Magistral et prenant , ce sont les adjectifs qui me viennent à l'esprit pour qualifier ce livre.

" Je veux faire le poème de l'activité moderne". Ainsi Zola définissait-il le projet de son roman. Et je dis: pari gagné !

Car d'abord, poétique, cette oeuvre l'est: les descriptions des vitrines du grand magasin sont à elles seules un déferlement d'images toutes aussi belles et envoûtantes les unes que les autres." La cendre fine des dos de petit-gris, la neige pure des ventres de cygnes", " les bleus se décolorant en pâleurs d'une tendresse infinie", cela fait rêver...

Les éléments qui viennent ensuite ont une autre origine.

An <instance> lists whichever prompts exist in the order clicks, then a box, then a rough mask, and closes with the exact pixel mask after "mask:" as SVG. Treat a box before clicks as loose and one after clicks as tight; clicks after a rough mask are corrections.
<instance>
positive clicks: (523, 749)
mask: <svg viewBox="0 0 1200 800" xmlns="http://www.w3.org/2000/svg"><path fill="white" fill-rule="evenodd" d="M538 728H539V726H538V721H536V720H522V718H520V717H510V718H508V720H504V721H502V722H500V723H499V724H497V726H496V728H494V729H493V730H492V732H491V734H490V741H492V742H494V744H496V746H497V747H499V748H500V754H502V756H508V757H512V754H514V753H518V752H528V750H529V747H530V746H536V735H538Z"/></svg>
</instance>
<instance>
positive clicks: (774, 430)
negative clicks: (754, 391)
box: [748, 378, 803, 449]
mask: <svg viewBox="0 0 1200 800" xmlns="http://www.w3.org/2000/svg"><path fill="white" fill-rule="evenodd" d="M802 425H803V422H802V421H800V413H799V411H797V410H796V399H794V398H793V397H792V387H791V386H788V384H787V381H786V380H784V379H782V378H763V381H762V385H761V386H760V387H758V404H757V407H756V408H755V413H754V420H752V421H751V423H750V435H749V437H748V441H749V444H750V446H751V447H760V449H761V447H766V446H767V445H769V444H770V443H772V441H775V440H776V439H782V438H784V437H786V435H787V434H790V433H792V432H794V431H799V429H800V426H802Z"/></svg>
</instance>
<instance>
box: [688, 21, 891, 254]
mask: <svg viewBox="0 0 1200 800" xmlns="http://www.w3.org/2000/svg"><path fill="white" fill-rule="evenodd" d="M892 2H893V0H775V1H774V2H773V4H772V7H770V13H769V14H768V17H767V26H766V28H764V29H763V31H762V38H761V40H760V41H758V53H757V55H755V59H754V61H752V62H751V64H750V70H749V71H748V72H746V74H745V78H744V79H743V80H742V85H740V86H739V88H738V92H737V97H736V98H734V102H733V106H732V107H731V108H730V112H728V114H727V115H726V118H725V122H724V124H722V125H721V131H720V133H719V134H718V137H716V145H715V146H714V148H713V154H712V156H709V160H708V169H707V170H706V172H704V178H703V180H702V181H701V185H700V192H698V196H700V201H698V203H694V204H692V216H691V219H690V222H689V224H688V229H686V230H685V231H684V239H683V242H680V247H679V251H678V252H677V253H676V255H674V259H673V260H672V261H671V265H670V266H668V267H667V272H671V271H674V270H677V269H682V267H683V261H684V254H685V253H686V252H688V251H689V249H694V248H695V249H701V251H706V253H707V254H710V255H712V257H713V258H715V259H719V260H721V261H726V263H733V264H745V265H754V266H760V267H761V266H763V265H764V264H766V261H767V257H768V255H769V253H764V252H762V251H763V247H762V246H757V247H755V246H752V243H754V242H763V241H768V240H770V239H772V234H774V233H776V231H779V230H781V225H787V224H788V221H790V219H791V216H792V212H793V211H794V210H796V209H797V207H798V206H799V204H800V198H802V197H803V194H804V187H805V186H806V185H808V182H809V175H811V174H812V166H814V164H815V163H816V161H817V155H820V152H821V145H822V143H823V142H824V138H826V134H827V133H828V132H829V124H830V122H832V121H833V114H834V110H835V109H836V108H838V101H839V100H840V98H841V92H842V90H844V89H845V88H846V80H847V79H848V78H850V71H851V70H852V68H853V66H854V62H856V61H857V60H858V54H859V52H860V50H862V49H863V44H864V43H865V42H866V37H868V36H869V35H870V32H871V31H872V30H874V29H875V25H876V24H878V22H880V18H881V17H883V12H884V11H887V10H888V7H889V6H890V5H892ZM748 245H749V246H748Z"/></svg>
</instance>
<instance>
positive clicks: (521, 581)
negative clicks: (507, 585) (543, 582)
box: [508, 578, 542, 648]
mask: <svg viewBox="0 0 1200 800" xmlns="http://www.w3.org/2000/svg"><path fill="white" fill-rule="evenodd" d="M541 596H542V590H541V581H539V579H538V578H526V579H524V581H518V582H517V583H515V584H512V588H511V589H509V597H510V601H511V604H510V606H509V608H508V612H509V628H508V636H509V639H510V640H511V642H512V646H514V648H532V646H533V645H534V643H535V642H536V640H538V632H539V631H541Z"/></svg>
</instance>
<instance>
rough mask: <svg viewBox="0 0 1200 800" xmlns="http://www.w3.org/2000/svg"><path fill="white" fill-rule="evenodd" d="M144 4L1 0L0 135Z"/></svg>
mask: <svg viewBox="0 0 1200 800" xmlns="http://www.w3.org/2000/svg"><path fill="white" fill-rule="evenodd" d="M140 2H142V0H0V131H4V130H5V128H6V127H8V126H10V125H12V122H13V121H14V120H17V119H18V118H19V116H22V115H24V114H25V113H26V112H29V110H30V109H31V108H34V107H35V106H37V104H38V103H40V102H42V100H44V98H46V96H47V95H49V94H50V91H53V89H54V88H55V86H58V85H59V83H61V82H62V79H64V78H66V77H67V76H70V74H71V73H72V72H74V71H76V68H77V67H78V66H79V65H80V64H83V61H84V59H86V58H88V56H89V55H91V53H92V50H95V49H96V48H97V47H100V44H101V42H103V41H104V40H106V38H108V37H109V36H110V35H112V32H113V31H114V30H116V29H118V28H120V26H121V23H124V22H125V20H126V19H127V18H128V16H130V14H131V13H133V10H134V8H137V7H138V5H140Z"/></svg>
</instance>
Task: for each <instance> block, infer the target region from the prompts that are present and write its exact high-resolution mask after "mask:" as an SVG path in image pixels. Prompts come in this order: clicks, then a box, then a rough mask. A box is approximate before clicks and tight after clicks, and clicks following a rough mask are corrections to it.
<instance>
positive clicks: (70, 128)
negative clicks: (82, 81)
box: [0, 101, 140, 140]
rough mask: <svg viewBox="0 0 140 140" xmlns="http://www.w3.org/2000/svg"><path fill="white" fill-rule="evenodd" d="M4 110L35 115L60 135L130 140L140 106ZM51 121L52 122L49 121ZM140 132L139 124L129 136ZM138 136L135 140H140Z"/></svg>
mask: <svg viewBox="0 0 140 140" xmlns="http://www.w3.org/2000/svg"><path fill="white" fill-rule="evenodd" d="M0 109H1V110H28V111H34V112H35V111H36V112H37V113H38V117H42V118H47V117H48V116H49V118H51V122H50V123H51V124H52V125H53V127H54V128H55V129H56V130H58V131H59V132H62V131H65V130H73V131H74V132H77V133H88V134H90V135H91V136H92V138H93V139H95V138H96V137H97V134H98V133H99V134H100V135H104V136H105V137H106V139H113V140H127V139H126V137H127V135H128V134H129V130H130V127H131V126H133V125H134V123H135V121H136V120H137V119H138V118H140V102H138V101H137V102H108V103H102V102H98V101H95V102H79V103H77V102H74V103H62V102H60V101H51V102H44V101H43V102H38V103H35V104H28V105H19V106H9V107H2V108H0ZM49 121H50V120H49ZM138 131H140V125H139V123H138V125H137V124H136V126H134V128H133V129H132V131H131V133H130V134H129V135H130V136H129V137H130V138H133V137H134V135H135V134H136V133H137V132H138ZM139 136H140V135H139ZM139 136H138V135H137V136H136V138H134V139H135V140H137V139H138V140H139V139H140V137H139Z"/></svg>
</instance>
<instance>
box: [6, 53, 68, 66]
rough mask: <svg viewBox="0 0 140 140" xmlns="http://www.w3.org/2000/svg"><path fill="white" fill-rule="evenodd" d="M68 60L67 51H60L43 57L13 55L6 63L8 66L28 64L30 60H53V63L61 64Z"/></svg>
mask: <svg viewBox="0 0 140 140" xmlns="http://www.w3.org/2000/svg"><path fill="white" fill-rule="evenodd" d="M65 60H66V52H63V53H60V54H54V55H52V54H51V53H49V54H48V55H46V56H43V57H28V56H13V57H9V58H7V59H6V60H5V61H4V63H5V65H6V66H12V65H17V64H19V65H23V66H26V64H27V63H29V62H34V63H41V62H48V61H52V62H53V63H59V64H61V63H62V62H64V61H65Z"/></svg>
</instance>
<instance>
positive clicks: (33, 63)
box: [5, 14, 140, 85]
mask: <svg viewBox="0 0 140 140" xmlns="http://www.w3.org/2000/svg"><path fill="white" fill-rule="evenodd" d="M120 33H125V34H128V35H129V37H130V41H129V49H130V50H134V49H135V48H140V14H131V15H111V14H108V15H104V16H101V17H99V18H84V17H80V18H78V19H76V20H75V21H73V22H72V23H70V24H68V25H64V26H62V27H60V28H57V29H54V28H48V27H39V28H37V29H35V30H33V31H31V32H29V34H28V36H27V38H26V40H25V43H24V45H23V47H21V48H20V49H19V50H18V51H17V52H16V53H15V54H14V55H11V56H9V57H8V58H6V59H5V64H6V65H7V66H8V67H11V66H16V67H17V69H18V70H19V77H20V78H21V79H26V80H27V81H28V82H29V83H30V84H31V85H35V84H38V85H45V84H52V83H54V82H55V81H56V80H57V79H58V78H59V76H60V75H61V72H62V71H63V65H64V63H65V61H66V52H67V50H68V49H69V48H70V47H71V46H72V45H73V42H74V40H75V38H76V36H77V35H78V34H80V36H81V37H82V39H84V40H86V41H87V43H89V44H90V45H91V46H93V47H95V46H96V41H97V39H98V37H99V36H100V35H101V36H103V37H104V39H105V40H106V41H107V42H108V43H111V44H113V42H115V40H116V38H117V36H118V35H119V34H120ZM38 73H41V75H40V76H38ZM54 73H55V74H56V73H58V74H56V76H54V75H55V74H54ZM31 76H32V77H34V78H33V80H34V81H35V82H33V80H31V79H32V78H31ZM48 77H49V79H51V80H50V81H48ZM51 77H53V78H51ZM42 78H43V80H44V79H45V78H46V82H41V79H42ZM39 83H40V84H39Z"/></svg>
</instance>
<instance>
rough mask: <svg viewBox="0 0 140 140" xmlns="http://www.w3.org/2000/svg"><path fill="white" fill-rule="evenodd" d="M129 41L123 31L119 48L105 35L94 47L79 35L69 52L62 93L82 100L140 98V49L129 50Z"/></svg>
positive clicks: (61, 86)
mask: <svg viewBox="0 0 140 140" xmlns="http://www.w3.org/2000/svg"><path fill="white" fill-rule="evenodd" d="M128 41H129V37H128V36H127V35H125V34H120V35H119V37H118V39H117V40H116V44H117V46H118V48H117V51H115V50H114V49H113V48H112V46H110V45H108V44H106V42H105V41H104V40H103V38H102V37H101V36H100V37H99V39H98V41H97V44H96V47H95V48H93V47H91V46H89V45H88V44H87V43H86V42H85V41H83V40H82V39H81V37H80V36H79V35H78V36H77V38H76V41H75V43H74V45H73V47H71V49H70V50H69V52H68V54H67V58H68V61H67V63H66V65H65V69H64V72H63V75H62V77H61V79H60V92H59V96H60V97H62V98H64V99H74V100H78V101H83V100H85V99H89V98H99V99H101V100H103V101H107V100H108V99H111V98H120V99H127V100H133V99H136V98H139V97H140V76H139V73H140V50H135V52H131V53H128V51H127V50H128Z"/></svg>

Et quel visionnaire que l'auteur! A une époque où le principe des réclames n'était encore que balbutiant et assez rudimentaire, il envisage déjà l'avenir, à travers l'esprit novateur et bouillonnant d'Octave, devenu patron d'un grand magasin, après la mort de sa femme, propriétaire du lieu. Changer les produits de place, renouveler régulièrement les articles, faire des vitrines un tableau attractif, solder, introduire le luxe dans la décoration, autant d'initiatives géniales de sa part, pour conquérir la femme.Et faire acheter, encore et encore!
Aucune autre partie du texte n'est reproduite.